Прошел сентябрь. Я многого смог добиться за прошедшее время. Наконец начали расти мышцы, чем сразу же перед своими подругами похвасталась мать. Увеличились бицепсы, появились грудные мышцы и начало нарастать мясо на плечах. Ноги тоже окрепли и уже не были такими худыми. Весов дома не было, поэтому не знаю, какой я набрал вес, но рубашки стали тесноваты. Отжимался я уже полсотни раз и мог без остановки пробежать до железнодорожной станции и обратно, что и делал каждый день, когда по утрам не было дождя. А это в один конец было около трех километров. Теперь мне для занятий стали нужны гантели, о чем я и сказал отцу, получив сначала заверения в том, что на хорошее дело денег не жалко, а потом и сами гантели, как я и просил, по три килограмма. Асаны стали выполняться легко, а неделю назад я к ним добавил несколько дыхательных упражнений и упражнения на увеличение размеров грудной клетки. Еще раньше был интересный разговор с родителями.

— Папа, я хочу научиться петь! — сказал я отцу, когда он вечером после ужина прилег на тахту.

— И что для этого нужно? — спросил отец. — Яйца?

— С твоим голосом петь? — вмешалась в разговор сестра, которая как раз вышла с кухни. — Мама, слышишь? Гена решил стать певцом!

— Яиц не нужно, — ответил я отцу, проигнорировав ее наезд. — Чтобы укрепить голосовые связки и вообще улучшить голос я хочу использовать йогу.

— Но ты же и так делаешь эти свои асаны, — сказала с кухни мама. — Что еще нужно?

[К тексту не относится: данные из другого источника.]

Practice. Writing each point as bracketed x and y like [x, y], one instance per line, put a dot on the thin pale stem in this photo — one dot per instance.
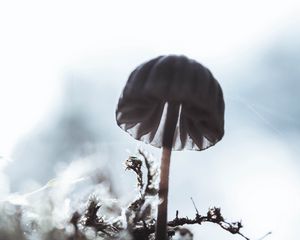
[162, 215]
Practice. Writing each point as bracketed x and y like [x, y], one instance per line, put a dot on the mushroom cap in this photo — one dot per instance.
[153, 85]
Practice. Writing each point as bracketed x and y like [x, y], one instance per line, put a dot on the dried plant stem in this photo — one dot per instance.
[161, 224]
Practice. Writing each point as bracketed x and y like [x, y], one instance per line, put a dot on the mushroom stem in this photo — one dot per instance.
[168, 136]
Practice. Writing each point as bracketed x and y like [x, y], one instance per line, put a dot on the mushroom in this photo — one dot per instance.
[174, 103]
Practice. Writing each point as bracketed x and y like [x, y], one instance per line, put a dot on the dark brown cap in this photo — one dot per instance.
[173, 79]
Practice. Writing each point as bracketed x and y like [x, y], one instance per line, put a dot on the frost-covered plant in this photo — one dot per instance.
[98, 218]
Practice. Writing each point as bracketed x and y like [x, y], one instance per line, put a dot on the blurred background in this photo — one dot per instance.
[63, 65]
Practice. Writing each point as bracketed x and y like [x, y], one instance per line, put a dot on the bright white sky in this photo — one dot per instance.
[42, 39]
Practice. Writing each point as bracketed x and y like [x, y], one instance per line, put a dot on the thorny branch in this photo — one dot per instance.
[142, 226]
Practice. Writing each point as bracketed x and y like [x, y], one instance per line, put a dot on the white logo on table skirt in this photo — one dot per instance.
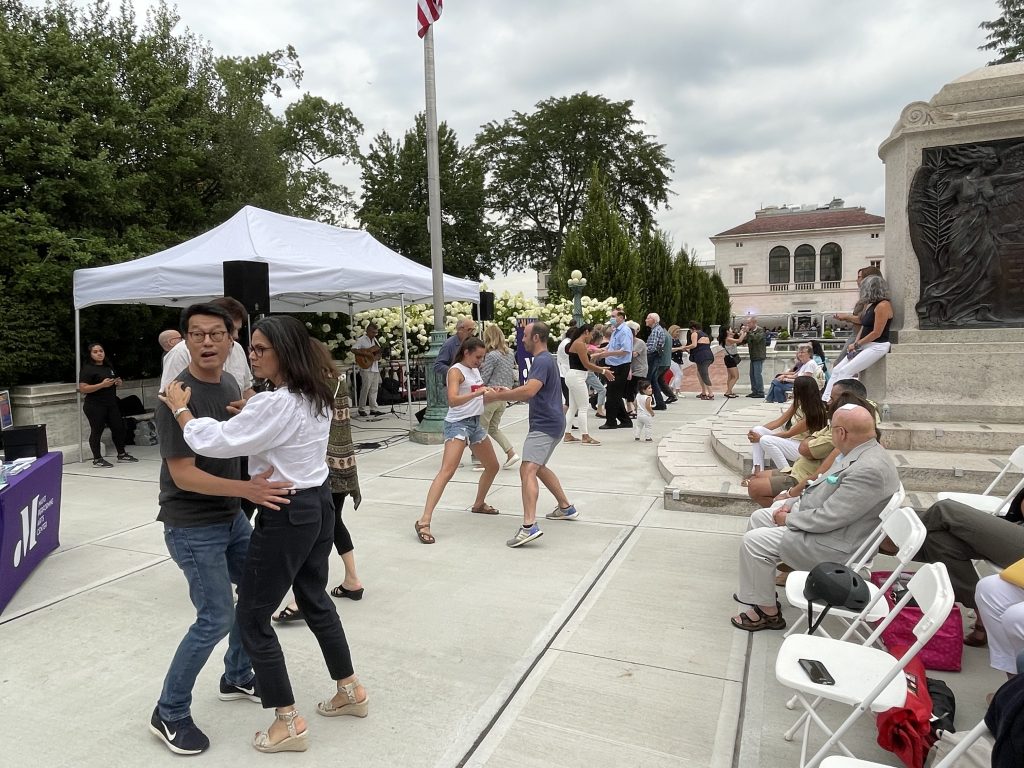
[33, 523]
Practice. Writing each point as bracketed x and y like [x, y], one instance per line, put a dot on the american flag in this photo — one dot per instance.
[427, 12]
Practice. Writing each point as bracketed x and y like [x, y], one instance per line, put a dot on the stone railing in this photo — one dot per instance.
[56, 407]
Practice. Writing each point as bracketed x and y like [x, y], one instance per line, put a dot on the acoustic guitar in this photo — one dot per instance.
[365, 357]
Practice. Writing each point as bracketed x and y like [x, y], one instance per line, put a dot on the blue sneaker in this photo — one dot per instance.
[180, 736]
[569, 513]
[230, 692]
[522, 536]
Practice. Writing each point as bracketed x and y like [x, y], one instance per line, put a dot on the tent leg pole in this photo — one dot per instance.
[409, 370]
[78, 392]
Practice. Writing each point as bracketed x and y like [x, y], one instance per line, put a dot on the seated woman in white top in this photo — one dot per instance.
[781, 385]
[462, 428]
[806, 413]
[285, 430]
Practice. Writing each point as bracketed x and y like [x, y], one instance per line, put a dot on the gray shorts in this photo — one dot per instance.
[539, 446]
[467, 429]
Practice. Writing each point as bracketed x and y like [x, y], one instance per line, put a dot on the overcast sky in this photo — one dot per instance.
[757, 102]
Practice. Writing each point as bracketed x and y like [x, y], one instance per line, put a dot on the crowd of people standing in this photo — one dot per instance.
[294, 436]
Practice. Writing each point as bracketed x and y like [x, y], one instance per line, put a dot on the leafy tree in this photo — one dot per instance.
[119, 140]
[395, 206]
[539, 166]
[1006, 34]
[600, 247]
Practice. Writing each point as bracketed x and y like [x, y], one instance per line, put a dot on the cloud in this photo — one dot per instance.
[756, 102]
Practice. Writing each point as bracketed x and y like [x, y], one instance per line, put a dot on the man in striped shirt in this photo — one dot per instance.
[655, 345]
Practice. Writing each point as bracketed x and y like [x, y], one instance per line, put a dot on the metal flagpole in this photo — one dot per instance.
[78, 391]
[409, 370]
[430, 429]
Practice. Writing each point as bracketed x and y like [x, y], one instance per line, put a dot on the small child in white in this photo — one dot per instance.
[645, 412]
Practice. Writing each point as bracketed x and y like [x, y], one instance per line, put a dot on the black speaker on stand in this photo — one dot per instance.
[249, 282]
[483, 311]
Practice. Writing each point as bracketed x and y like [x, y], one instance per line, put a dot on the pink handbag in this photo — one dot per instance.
[944, 651]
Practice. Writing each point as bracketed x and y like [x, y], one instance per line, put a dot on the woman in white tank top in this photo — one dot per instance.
[462, 427]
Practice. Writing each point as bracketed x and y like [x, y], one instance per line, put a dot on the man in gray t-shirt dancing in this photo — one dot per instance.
[547, 424]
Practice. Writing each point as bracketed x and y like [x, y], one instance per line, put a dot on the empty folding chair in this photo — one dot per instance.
[862, 677]
[907, 531]
[947, 762]
[993, 505]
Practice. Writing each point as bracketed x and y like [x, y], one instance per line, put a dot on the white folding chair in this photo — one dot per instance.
[907, 531]
[866, 678]
[985, 502]
[947, 762]
[859, 562]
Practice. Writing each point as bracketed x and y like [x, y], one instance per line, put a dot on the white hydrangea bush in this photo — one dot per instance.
[339, 336]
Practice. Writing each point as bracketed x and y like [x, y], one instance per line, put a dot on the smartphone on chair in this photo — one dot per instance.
[817, 672]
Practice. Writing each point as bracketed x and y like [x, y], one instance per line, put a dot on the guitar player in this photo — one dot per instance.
[368, 352]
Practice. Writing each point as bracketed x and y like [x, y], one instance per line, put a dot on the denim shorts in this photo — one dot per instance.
[465, 429]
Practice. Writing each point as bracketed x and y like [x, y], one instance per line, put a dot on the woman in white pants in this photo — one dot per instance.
[872, 342]
[1000, 605]
[576, 380]
[806, 413]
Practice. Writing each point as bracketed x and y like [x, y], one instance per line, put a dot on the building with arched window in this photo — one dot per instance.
[799, 259]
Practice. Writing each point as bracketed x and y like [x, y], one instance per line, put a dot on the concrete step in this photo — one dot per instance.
[929, 471]
[952, 437]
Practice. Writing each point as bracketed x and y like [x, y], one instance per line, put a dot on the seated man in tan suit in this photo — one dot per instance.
[836, 514]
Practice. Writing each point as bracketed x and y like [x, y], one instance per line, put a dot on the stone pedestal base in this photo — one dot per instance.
[430, 431]
[951, 376]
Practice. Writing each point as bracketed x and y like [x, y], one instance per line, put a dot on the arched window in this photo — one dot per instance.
[778, 265]
[803, 264]
[832, 262]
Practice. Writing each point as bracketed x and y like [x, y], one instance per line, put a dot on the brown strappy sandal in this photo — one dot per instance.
[423, 532]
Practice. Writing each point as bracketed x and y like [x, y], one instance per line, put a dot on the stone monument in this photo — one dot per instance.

— У йоги много направлений, — пояснил я. — Я хочу использовать мантра-йогу. Поэтому с вами и разговариваю. Если я начну ее применять, не поставив вас в известность, подумаете, что я рехнулся.

— А что в ней такого? — забеспокоилась мама.

— Ничего страшного, — успокоил я. — Просто необычно. Мне будет нужно подолгу издавать звуки, которые называются мантрами. Вы не против?

— Хорошо, что у нас комнаты в разных концах квартиры, — сказала сестра. — Но все равно, когда начнешь издавать свои звуки, закрывай дверь. Мне и твоей гитары достаточно. И надо предупредить Платоновых, чтобы не пугались.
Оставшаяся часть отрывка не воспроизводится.